The kiss has a lot to do with sex. There’s no doubt of that.

Before the day is over, we’re going to end up naked.

Grace isn’t leaving Southie a virgin. There’s just no way an attraction like this can go unsatisfied. It’s not typical. It’s not normal. It’s demanding and raw and vital and vicious.

This attraction hurts.

There’s more than sex inspiring the desperate movements of our mouths, though. It’s almost like this is our new method of breathing. I’m not sure how life was possible before now. How I got up out of bed every day without being able to kiss Grace. And the way her heart slams up against mine? Those broken sounds coming from her throat? They tell me that by some miracle, she feels this way, too. Jesus, it’s a miracle.

I have no idea what we’re going to do about it.

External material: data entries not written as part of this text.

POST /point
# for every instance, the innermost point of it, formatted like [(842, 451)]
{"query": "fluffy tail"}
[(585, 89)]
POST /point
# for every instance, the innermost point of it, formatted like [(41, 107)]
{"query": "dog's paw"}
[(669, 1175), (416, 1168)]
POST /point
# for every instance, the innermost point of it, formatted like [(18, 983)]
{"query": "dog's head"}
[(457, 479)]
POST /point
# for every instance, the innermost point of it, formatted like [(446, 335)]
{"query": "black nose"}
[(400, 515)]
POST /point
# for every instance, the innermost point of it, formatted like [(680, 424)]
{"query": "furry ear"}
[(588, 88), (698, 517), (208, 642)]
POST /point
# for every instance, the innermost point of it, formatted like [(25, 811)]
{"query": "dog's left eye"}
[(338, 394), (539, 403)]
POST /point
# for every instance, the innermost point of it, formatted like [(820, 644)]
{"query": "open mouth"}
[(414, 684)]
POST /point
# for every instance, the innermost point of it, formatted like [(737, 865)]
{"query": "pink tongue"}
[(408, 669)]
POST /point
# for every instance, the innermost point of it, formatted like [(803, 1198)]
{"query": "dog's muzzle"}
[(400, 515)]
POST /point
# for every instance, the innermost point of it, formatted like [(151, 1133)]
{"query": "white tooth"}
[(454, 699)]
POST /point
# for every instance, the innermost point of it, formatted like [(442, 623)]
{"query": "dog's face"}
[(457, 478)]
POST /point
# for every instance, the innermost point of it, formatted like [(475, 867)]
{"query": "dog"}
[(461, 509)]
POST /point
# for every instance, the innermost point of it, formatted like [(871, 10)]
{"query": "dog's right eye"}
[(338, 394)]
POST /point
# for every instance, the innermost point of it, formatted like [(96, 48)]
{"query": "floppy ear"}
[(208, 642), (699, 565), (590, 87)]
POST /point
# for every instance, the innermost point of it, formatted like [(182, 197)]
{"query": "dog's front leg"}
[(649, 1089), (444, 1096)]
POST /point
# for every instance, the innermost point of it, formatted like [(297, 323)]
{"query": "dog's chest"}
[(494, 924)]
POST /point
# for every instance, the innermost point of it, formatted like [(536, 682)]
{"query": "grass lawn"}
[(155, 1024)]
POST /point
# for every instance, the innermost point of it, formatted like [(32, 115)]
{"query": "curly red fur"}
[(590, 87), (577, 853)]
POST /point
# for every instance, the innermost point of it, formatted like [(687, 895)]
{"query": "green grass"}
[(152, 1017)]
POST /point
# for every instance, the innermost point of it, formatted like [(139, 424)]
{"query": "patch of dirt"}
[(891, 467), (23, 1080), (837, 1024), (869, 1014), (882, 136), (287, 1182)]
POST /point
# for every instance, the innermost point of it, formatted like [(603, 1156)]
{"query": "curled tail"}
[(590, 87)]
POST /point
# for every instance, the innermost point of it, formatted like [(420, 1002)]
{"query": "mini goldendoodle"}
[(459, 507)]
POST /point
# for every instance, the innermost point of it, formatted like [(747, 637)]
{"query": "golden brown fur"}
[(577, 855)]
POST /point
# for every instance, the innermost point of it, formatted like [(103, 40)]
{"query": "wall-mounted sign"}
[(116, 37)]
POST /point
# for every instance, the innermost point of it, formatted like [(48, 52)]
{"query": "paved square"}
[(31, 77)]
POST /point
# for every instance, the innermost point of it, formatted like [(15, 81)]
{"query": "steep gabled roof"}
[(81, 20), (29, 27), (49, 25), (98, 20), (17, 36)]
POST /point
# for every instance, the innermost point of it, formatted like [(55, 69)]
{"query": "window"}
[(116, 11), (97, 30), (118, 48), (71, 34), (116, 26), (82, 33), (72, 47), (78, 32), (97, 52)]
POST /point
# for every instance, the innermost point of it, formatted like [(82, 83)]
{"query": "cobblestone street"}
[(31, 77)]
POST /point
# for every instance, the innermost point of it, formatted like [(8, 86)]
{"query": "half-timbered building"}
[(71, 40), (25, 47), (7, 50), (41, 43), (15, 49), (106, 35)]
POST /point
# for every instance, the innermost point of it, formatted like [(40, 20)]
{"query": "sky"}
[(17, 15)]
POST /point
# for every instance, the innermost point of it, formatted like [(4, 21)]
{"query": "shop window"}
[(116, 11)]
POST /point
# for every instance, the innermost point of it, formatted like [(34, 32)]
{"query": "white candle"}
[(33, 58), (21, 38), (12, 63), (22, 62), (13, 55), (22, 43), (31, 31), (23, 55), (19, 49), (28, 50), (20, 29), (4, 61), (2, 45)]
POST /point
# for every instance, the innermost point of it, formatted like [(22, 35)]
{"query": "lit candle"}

We’re from different worlds.

But for today, I just want to forget all about the differences in our economic statuses and be with her. Soak up every blissful second I’m given.

I back Grace against the car and she moans, starting to wrap her legs around my hips—and that’s when I know I have to break the kiss or risk plowing her in broad daylight, right here up against this fancy Porsche. Calling on every ounce of my will, I take my tongue out of her perfect mouth and press her face into my neck, stroking a hand down the back of her hair. “Damn, Gracie.” I gather her up to me as tightly as possible. “How long do I have you for?”

“Until tonight.” She lays her cheek on my chest. “I usually have an early dinner with my father at the club on Sundays, but I told him I needed to do some research at the library for an extra-credit assignment. He gets home around eight and I should try and be home by then.”

“Eight,” I repeat, unable to believe my luck. “That’s almost the whole day.”

She stiffens slightly. “I…I mean, I don’t have to stay the whole time. I just thought—”

“I want every second.” I tip her chin up, surprised to find her looking a little self-conscious. How the hell is that even possible? “Hey. Whoa. There are no doubts here between us. If you can give me time, please give me the time. I want it so fucking bad. Every minute you can spare me. You doubt that?”